We have worked out an extension of the standard RxNN that we call Inside-Outside Semantics (Le & Zuidema, 2014). This extension involves adding next to the commonly used content vector a second vector to every node in a parse tree representing its context. Like content vectors, these context vectors can be computed compositionally. With this major innovation we obtained promising results on tasks that before did not allow the application of RxNNs: among these are semantic role labeling, missing word prediction, supervised dependency parsing and unsupervised dependency parsing. On the last two task we have obtained state-of-the-art results: above 93% accuracy on supervised parsing (Penn WSJ benchmark) and 66% accuracy on unsupervised parsing (previously best was 64%). Currently, we are investigating whether such networks can learn logical reasoning.
Predicting Brain Activity
In a new line of research, we take a closer how and where language processing is implemented in the brain. Specifically, we combine word embedding models, which map words onto numerical vectors, with human brain imaging data. This type of research was pioneered by Mitchell and colleagues (2008), who first used corpus-derived word representations to predict neural activation patterns when subjects are exposed to word stimuli. In a recent study (Abnar et al, 2018), we systematically compared how well a range of distinct word embedding models predict patterns of brain activity evoked by different classes of nouns. The underlying assumption is that the better a model predicts the evoked brain activity, the more likely it is that it reflects the mechanism applied by the brain to represent words. The highest accuracies of up to 80% were obtained for word embedding models that reconstruct the context of a given word.
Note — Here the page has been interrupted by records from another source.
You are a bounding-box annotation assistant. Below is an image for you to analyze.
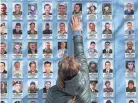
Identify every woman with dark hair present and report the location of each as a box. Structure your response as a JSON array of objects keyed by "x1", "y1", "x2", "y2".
[
  {"x1": 88, "y1": 5, "x2": 97, "y2": 15},
  {"x1": 126, "y1": 61, "x2": 135, "y2": 73},
  {"x1": 0, "y1": 4, "x2": 7, "y2": 15},
  {"x1": 45, "y1": 16, "x2": 91, "y2": 103}
]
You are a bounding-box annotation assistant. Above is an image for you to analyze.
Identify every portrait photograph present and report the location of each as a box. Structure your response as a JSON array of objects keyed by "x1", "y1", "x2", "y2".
[
  {"x1": 12, "y1": 60, "x2": 23, "y2": 78},
  {"x1": 88, "y1": 41, "x2": 98, "y2": 58},
  {"x1": 12, "y1": 42, "x2": 23, "y2": 58},
  {"x1": 72, "y1": 2, "x2": 82, "y2": 19},
  {"x1": 102, "y1": 22, "x2": 113, "y2": 39},
  {"x1": 0, "y1": 80, "x2": 8, "y2": 98},
  {"x1": 87, "y1": 22, "x2": 98, "y2": 39},
  {"x1": 12, "y1": 2, "x2": 23, "y2": 20},
  {"x1": 43, "y1": 80, "x2": 53, "y2": 98},
  {"x1": 57, "y1": 2, "x2": 68, "y2": 20},
  {"x1": 90, "y1": 80, "x2": 98, "y2": 97},
  {"x1": 12, "y1": 22, "x2": 23, "y2": 39},
  {"x1": 57, "y1": 22, "x2": 68, "y2": 39},
  {"x1": 0, "y1": 2, "x2": 8, "y2": 20},
  {"x1": 124, "y1": 1, "x2": 134, "y2": 19},
  {"x1": 126, "y1": 79, "x2": 136, "y2": 97},
  {"x1": 27, "y1": 22, "x2": 38, "y2": 39},
  {"x1": 103, "y1": 80, "x2": 114, "y2": 97},
  {"x1": 125, "y1": 41, "x2": 135, "y2": 58},
  {"x1": 28, "y1": 79, "x2": 39, "y2": 98},
  {"x1": 87, "y1": 2, "x2": 97, "y2": 20},
  {"x1": 102, "y1": 41, "x2": 113, "y2": 58},
  {"x1": 0, "y1": 60, "x2": 8, "y2": 79},
  {"x1": 0, "y1": 22, "x2": 8, "y2": 39},
  {"x1": 0, "y1": 42, "x2": 8, "y2": 59},
  {"x1": 12, "y1": 81, "x2": 23, "y2": 98},
  {"x1": 124, "y1": 21, "x2": 135, "y2": 39},
  {"x1": 28, "y1": 42, "x2": 38, "y2": 58},
  {"x1": 102, "y1": 3, "x2": 112, "y2": 20},
  {"x1": 28, "y1": 61, "x2": 38, "y2": 78},
  {"x1": 125, "y1": 60, "x2": 136, "y2": 77},
  {"x1": 42, "y1": 2, "x2": 53, "y2": 20},
  {"x1": 88, "y1": 61, "x2": 98, "y2": 80},
  {"x1": 103, "y1": 60, "x2": 114, "y2": 78},
  {"x1": 43, "y1": 61, "x2": 53, "y2": 78},
  {"x1": 58, "y1": 42, "x2": 68, "y2": 58},
  {"x1": 43, "y1": 22, "x2": 53, "y2": 39},
  {"x1": 27, "y1": 3, "x2": 38, "y2": 20},
  {"x1": 43, "y1": 41, "x2": 53, "y2": 58}
]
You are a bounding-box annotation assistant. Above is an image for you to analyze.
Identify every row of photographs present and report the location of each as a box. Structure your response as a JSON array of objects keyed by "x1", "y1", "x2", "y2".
[
  {"x1": 0, "y1": 21, "x2": 135, "y2": 39},
  {"x1": 0, "y1": 59, "x2": 136, "y2": 80},
  {"x1": 1, "y1": 1, "x2": 134, "y2": 20},
  {"x1": 0, "y1": 99, "x2": 137, "y2": 103},
  {"x1": 0, "y1": 79, "x2": 136, "y2": 98},
  {"x1": 0, "y1": 40, "x2": 135, "y2": 59}
]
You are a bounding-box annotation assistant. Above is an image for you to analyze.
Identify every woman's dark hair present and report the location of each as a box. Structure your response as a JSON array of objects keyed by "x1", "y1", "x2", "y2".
[{"x1": 58, "y1": 56, "x2": 80, "y2": 89}]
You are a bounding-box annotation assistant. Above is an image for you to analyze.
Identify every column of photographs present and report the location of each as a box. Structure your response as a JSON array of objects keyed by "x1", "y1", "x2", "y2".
[
  {"x1": 86, "y1": 1, "x2": 99, "y2": 103},
  {"x1": 0, "y1": 1, "x2": 9, "y2": 103},
  {"x1": 102, "y1": 1, "x2": 115, "y2": 103},
  {"x1": 124, "y1": 0, "x2": 136, "y2": 103}
]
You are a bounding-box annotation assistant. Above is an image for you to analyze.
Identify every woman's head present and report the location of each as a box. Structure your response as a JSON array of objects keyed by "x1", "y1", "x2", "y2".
[{"x1": 58, "y1": 56, "x2": 80, "y2": 89}]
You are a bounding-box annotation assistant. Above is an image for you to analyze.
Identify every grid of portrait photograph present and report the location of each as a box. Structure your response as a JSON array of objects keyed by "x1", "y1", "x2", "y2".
[{"x1": 0, "y1": 0, "x2": 138, "y2": 103}]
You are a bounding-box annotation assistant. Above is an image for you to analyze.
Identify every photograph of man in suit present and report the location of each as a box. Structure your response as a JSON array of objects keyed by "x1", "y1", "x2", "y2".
[
  {"x1": 103, "y1": 41, "x2": 112, "y2": 54},
  {"x1": 104, "y1": 81, "x2": 113, "y2": 93},
  {"x1": 103, "y1": 61, "x2": 113, "y2": 73}
]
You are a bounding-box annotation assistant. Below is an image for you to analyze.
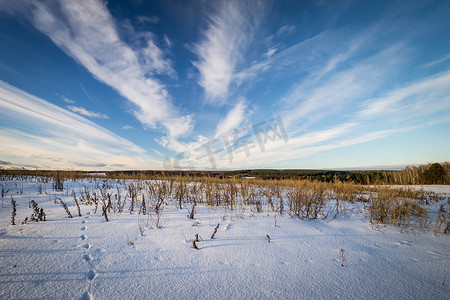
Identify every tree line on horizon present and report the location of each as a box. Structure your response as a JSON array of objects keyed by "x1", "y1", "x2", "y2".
[{"x1": 0, "y1": 162, "x2": 450, "y2": 185}]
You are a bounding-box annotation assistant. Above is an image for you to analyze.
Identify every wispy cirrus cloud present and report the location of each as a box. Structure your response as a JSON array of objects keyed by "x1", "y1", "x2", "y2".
[
  {"x1": 0, "y1": 81, "x2": 159, "y2": 168},
  {"x1": 193, "y1": 1, "x2": 265, "y2": 104},
  {"x1": 67, "y1": 105, "x2": 109, "y2": 119},
  {"x1": 358, "y1": 72, "x2": 450, "y2": 118},
  {"x1": 214, "y1": 99, "x2": 248, "y2": 138},
  {"x1": 0, "y1": 0, "x2": 192, "y2": 137}
]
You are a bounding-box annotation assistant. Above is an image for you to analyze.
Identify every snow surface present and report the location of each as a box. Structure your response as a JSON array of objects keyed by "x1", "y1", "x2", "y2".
[{"x1": 0, "y1": 181, "x2": 450, "y2": 299}]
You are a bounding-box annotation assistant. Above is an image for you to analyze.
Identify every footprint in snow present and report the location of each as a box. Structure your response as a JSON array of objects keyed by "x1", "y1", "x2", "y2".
[
  {"x1": 83, "y1": 254, "x2": 92, "y2": 261},
  {"x1": 80, "y1": 292, "x2": 94, "y2": 300},
  {"x1": 87, "y1": 270, "x2": 97, "y2": 280}
]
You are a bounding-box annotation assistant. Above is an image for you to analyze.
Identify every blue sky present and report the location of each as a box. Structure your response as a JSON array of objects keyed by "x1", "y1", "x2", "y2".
[{"x1": 0, "y1": 0, "x2": 450, "y2": 170}]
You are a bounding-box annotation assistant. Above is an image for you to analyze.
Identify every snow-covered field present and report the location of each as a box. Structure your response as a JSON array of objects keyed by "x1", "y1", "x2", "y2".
[{"x1": 0, "y1": 181, "x2": 450, "y2": 299}]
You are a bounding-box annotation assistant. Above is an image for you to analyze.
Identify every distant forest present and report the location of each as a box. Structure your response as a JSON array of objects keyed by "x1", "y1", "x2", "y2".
[{"x1": 0, "y1": 162, "x2": 450, "y2": 184}]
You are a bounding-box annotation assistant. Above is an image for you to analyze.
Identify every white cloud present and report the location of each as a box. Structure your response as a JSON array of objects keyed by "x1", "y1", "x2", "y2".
[
  {"x1": 61, "y1": 96, "x2": 75, "y2": 104},
  {"x1": 214, "y1": 99, "x2": 248, "y2": 138},
  {"x1": 194, "y1": 1, "x2": 264, "y2": 104},
  {"x1": 358, "y1": 72, "x2": 450, "y2": 118},
  {"x1": 8, "y1": 0, "x2": 192, "y2": 137},
  {"x1": 67, "y1": 105, "x2": 109, "y2": 119},
  {"x1": 0, "y1": 81, "x2": 160, "y2": 169}
]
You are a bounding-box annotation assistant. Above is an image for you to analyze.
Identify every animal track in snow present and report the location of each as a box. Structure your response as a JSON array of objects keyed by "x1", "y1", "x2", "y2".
[
  {"x1": 87, "y1": 270, "x2": 97, "y2": 280},
  {"x1": 83, "y1": 254, "x2": 92, "y2": 261}
]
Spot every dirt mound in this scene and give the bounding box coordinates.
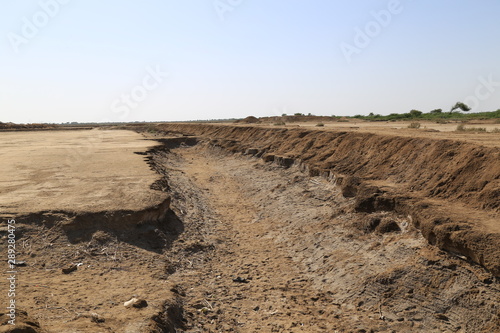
[0,309,45,333]
[0,121,58,131]
[150,124,500,276]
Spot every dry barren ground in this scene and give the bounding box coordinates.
[0,125,500,332]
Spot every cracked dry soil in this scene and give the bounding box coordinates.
[155,143,500,332]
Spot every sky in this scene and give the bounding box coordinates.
[0,0,500,123]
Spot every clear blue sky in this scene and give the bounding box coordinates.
[0,0,500,123]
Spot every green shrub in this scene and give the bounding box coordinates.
[457,124,486,132]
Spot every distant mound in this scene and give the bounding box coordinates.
[235,116,260,124]
[0,121,56,130]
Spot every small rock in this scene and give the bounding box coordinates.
[123,297,148,309]
[62,265,78,274]
[233,276,250,283]
[90,312,105,323]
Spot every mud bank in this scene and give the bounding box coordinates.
[147,124,500,277]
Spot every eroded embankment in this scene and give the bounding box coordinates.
[151,124,500,276]
[0,140,191,333]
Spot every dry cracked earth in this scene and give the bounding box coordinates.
[0,131,500,332]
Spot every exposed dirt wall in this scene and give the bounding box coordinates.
[152,124,500,276]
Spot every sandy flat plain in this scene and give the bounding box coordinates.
[0,130,164,214]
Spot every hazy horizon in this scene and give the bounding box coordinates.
[0,0,500,123]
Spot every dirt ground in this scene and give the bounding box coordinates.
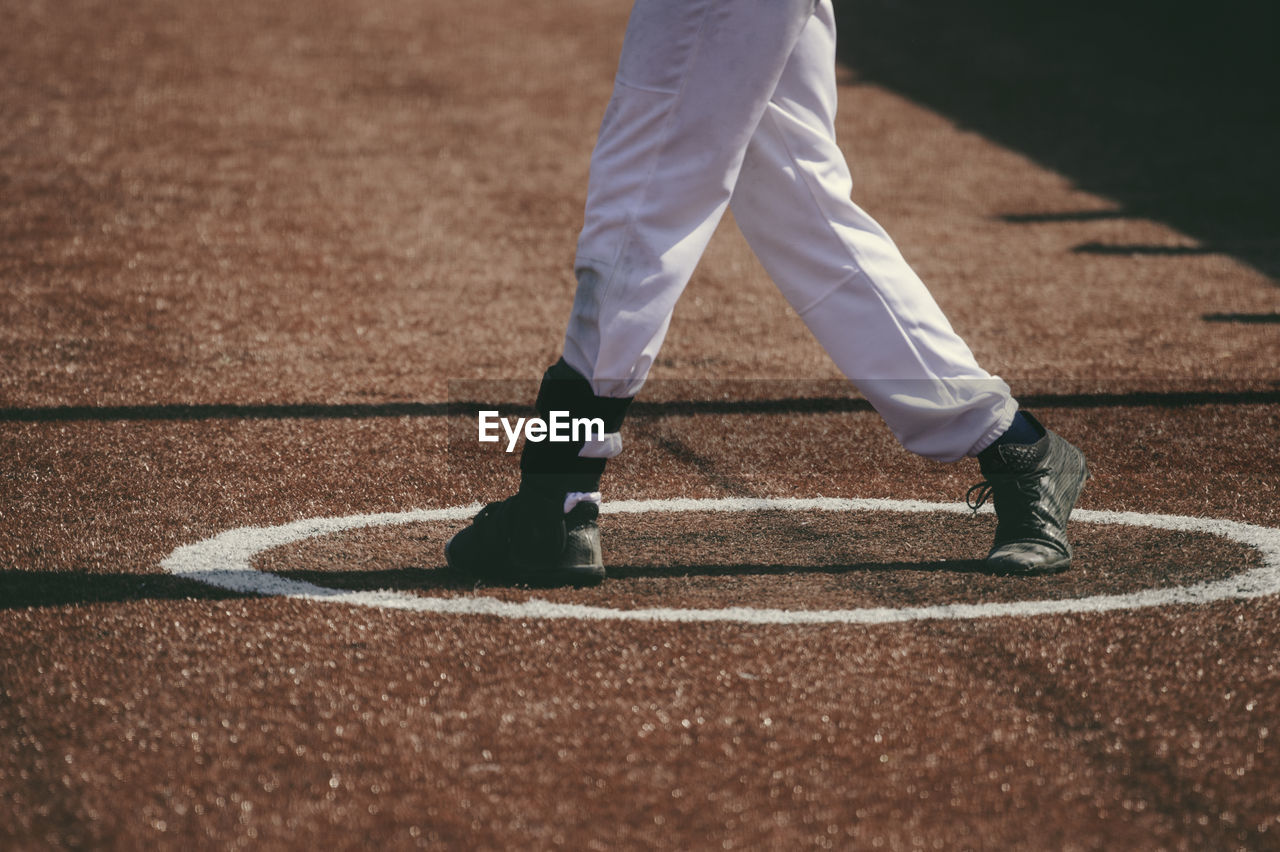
[0,0,1280,849]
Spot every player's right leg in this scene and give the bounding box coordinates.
[445,0,814,585]
[732,0,1085,573]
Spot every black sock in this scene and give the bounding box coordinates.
[992,411,1044,446]
[520,358,631,496]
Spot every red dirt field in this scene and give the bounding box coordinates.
[0,0,1280,849]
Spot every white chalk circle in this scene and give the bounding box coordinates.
[160,498,1280,624]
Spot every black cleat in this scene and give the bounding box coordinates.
[965,412,1089,576]
[444,493,604,587]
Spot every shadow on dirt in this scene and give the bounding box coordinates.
[835,0,1280,281]
[0,571,244,610]
[0,386,1280,423]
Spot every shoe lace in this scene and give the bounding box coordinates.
[964,468,1050,514]
[964,480,996,506]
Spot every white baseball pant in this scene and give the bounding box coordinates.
[564,0,1018,461]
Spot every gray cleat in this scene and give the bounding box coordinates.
[965,412,1089,576]
[444,491,604,587]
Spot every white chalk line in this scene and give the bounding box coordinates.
[160,498,1280,624]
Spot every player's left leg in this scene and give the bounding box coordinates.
[447,0,814,585]
[732,0,1085,573]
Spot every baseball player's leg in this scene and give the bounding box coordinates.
[447,0,814,585]
[732,0,1016,461]
[732,0,1087,573]
[564,0,814,397]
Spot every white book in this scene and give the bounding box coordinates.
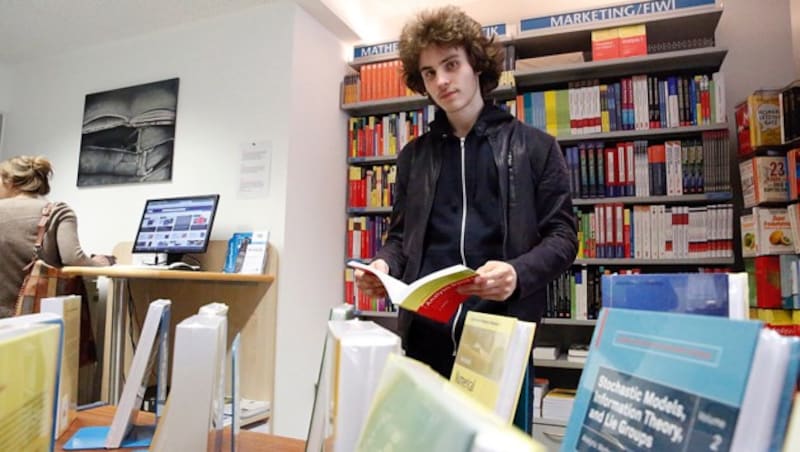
[150,308,227,452]
[450,311,536,422]
[41,295,81,436]
[105,300,171,449]
[711,72,728,123]
[730,328,796,452]
[197,302,230,450]
[326,320,401,451]
[239,231,269,275]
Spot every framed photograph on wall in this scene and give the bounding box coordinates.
[78,78,179,187]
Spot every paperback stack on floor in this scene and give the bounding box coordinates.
[542,388,575,422]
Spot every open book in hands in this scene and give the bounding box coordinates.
[347,261,478,323]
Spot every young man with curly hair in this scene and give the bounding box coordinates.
[356,6,578,431]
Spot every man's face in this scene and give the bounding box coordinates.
[419,46,481,114]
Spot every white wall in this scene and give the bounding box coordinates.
[0,1,346,437]
[6,3,292,252]
[273,4,347,438]
[790,0,800,79]
[0,63,11,111]
[717,0,795,111]
[0,64,11,154]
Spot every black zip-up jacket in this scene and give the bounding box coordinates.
[375,106,578,322]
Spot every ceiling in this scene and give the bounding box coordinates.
[0,0,619,63]
[0,0,272,63]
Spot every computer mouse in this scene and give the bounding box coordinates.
[167,262,200,271]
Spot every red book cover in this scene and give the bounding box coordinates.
[592,28,620,61]
[753,256,783,308]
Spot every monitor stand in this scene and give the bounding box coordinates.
[166,253,183,265]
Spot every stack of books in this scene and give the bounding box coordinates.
[542,388,575,422]
[567,344,589,363]
[533,343,561,360]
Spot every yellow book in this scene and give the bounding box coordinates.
[356,355,544,452]
[42,295,81,436]
[0,314,62,452]
[544,89,558,136]
[450,311,536,422]
[347,261,478,323]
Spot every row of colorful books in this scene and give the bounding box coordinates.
[345,215,389,259]
[516,72,726,137]
[573,203,733,259]
[564,131,731,199]
[347,105,436,157]
[347,165,397,207]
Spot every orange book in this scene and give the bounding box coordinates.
[592,28,620,61]
[619,24,647,58]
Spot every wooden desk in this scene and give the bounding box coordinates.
[55,406,305,452]
[61,266,275,405]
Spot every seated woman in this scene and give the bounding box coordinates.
[0,156,114,318]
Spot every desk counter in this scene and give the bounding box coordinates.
[55,406,305,452]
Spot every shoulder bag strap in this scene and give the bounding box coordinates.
[25,202,54,272]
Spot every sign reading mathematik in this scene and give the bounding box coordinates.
[353,23,509,62]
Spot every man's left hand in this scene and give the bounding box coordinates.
[459,261,517,301]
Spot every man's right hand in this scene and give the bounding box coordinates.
[355,259,389,297]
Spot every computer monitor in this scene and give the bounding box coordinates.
[132,195,219,264]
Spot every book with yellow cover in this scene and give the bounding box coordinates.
[347,261,478,323]
[0,314,62,451]
[41,295,81,436]
[450,311,536,422]
[354,354,544,452]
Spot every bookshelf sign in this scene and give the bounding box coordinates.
[353,41,400,60]
[353,24,508,61]
[481,24,508,38]
[519,0,716,32]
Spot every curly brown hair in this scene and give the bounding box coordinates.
[0,155,53,196]
[399,6,505,96]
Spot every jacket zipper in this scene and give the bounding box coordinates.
[450,304,464,356]
[450,137,467,356]
[458,137,467,265]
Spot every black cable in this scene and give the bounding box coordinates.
[183,254,200,265]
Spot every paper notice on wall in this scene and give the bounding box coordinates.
[237,141,272,199]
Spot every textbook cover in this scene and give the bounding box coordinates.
[347,261,478,323]
[450,311,536,422]
[0,314,62,452]
[561,308,785,451]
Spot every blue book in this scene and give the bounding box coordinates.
[561,308,796,451]
[601,273,744,317]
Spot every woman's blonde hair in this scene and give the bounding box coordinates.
[0,155,53,195]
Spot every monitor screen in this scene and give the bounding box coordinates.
[133,195,219,260]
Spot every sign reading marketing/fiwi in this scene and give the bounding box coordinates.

Artificial Language Learning
In the research discussed so far, we investigate complex patterns in natural language use. A final strand of our research interests concerns Artificial Language Learning, where greatly simplified ’languages’ are designed and presented to participants in controlled experiments. One intriguing aspects of such experiments is that they can involve not only human adults, but also prelinguistic infants and non-human animals. Experiments in this tradition have provided evidence for human-specific biases and skills in discovering patterns. Our work in this area has focused on using insights from modelling and formal language theory to (re)interpret experimental findings.
One eye-catching result from this field that experiments claimed to show that humans and starlings can learn context-free languages, while Tamarin monkeys cannot (van Heijningen et al., 2009). Another finding is that while humans appear to be capable of both ’statistical learning’ and ’rule learning’, the latter cannot be found in rats (Toro & Trobalón, 2005). We have worked out a unified model that provides an excellent fit with both human and rat data (Alhama, Scha & Zuidema 2014). The model involved quantitatively different parameters for both species but no qualitative difference in the underlying mechanisms.